19 Siege hat Pogacar 2025 gefeiert, die ersten im Februar in den Emiraten, die letzten im europäischen Herbst. Schwerste Klassiker waren ebenso darunter wie der vierte Tour-Erfolg. "Es ist eine lange Saison", sagt der 27-Jährige. Doch auch wenn seine schmächtige Physiognomie eher an die eines Sachbearbeiters der Raiffeisenkasse als einen Wunderathleten erinnert, steckt auch Mitte Oktober viel mehr Power in ihm als in allen, na ja: "Konkurrenten".

Am Dienstag wirkte Pogacar so, als bestreite er eines jener notorischen niederländischen "Kirmesrennen", bei denen ein Topstar mitunter vertragliche Siegesgewissheit besitzt. Entspannt winkend radelte er in Varese ins Ziel, weit hinter ihm japsten Ex-Weltmeister und Olympiasieger durch die Nord-Lombardei. Als Spitze der Demütigung setzte Pogacar seine entscheidende Attacke diesmal nicht bergauf, sondern in einer Abfahrt. "Es wollte ja keiner mit mir arbeiten", sagte er achselzuckend.

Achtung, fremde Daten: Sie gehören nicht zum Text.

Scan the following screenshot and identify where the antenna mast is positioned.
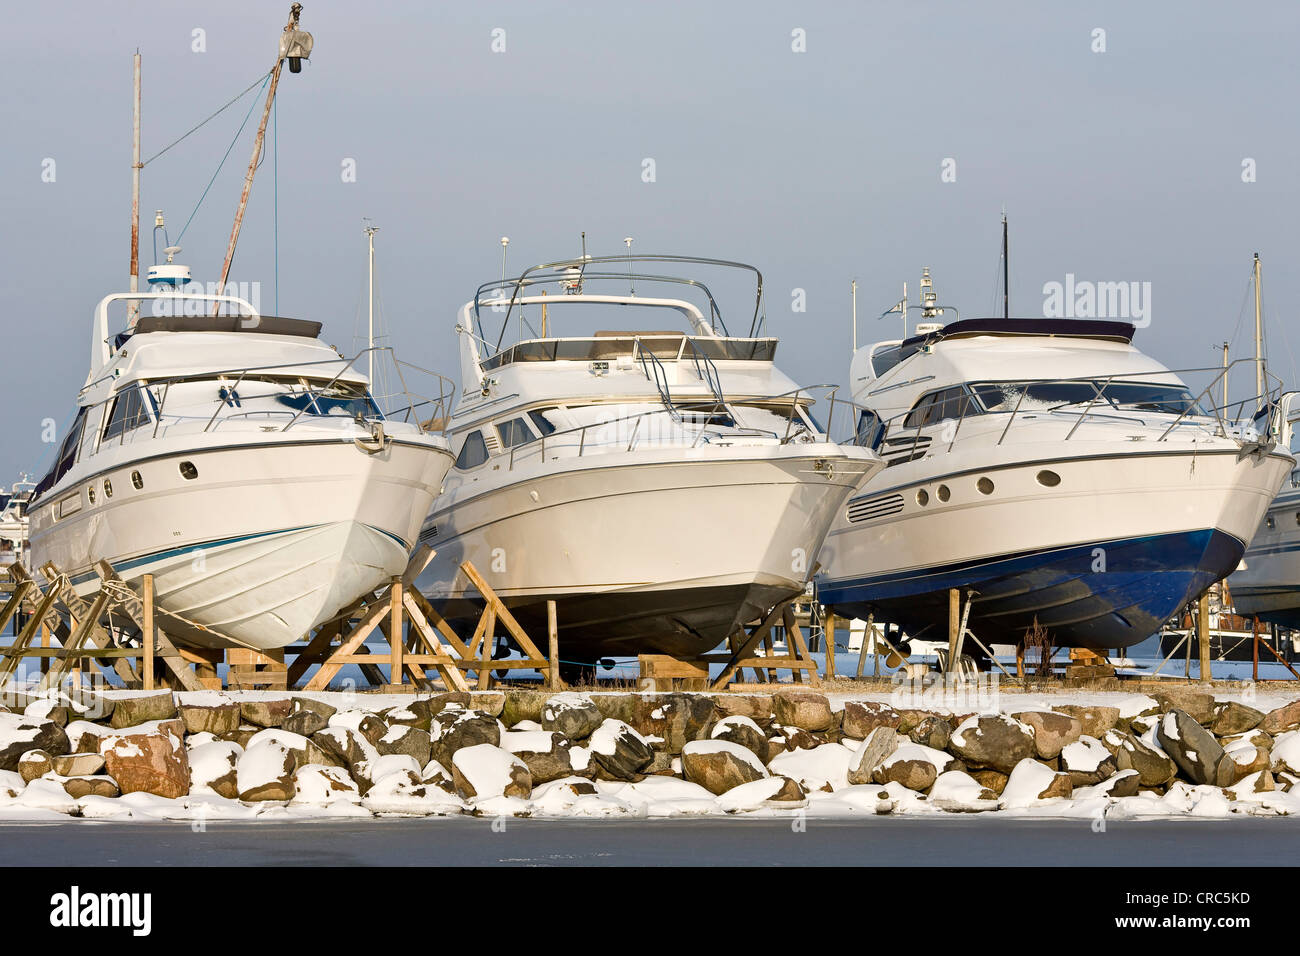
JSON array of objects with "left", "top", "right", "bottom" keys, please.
[
  {"left": 1254, "top": 253, "right": 1265, "bottom": 401},
  {"left": 364, "top": 221, "right": 378, "bottom": 383},
  {"left": 1002, "top": 212, "right": 1010, "bottom": 319},
  {"left": 128, "top": 52, "right": 142, "bottom": 326}
]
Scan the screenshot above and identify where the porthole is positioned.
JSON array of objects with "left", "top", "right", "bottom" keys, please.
[
  {"left": 977, "top": 477, "right": 995, "bottom": 495},
  {"left": 131, "top": 470, "right": 143, "bottom": 490},
  {"left": 937, "top": 484, "right": 951, "bottom": 502},
  {"left": 88, "top": 486, "right": 96, "bottom": 505},
  {"left": 180, "top": 461, "right": 198, "bottom": 480},
  {"left": 916, "top": 489, "right": 930, "bottom": 506},
  {"left": 103, "top": 478, "right": 113, "bottom": 498},
  {"left": 1036, "top": 470, "right": 1061, "bottom": 487}
]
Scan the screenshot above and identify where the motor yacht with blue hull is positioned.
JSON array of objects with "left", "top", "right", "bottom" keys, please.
[
  {"left": 28, "top": 289, "right": 454, "bottom": 651},
  {"left": 818, "top": 306, "right": 1294, "bottom": 651},
  {"left": 417, "top": 255, "right": 883, "bottom": 661}
]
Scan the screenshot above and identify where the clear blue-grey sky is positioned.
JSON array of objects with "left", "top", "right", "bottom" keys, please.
[{"left": 1, "top": 1, "right": 1297, "bottom": 481}]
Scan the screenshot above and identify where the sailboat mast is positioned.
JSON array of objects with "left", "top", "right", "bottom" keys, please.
[
  {"left": 128, "top": 52, "right": 141, "bottom": 326},
  {"left": 1002, "top": 213, "right": 1010, "bottom": 319},
  {"left": 365, "top": 223, "right": 378, "bottom": 383},
  {"left": 1254, "top": 253, "right": 1264, "bottom": 400},
  {"left": 851, "top": 278, "right": 857, "bottom": 352}
]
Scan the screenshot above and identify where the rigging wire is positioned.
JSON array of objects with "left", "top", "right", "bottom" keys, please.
[
  {"left": 140, "top": 71, "right": 272, "bottom": 168},
  {"left": 174, "top": 75, "right": 270, "bottom": 245}
]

Eine kaum wahrnehmbare Kampfansage

Diese Dominanz ist gleichermaßen Fluch und Segen für den Radsport, der einerseits einen der Allzeitgrößten erlebt, welcher jedes Rennen voller Angriffslust und Esprit zelebriert. Andererseits ist damit der Wettbewerb weitgehend abgeschafft: Nur zweimal in diesem Jahr stieß Pogacar an seine Grenzen - bei den Niederlagen in Sanremo und Roubaix gegen Mathieu van der Poel. Und es bleiben natürlich auch die ewigen Zweifel der unerlaubten Leistungssteigerung, die der Radsport seit Jahrzehnten mit sich trägt. Bislang entflieht der nicht zu fassende Pogacar aber jedem Verdacht.

So stellt sich die Frage: Wer soll Pogacar in der Lombardei, wo er mit seinem fünften Sieg in Serie zum ikonischen Rekordgewinner Fausto Coppi aufschließen würde, ansatzweise ärgern? Remco Evenepoel zum Beispiel - eher nicht, das weiß der derzeit weltzweitbeste Radfahrer selbst. "Ich werde alles geben, um möglichst lange mit ihm mithalten zu können", sagt der Doppel-Olympiasieger. Das ist nicht einmal ein Kampfansägchen.

"Er besitzt Fähigkeiten, die man so nicht trainieren kann"

Evenepoels Vertrauter Sven Vanthourenhout, der ihm bereits zum neuen gemeinsamen Arbeitgeber Red-Bull-Bora-hansgrohe vorausgegangen ist, sieht Pogacar als Naturwunder an. "Er besitzt Fähigkeiten, die man so nicht trainieren kann", sagt der Belgier: "Für einige Minuten kann Pogacar 40 Watt mehr treten als jeder andere."

Evenepoel, so Vanthourenhout, soll künftig bei seinem neuen deutschen Team zumindest ähnliche Fähigkeiten entwickeln. Am Samstag droht ihm allerdings Ähnliches wie 2024: Damals wurde er bei "Il Lombardia" Zweiter hinter Pogacar. Mit 3:16 Minuten Rückstand nach einem 48-Kilometer-Solo des Großmeisters der Einsamkeit.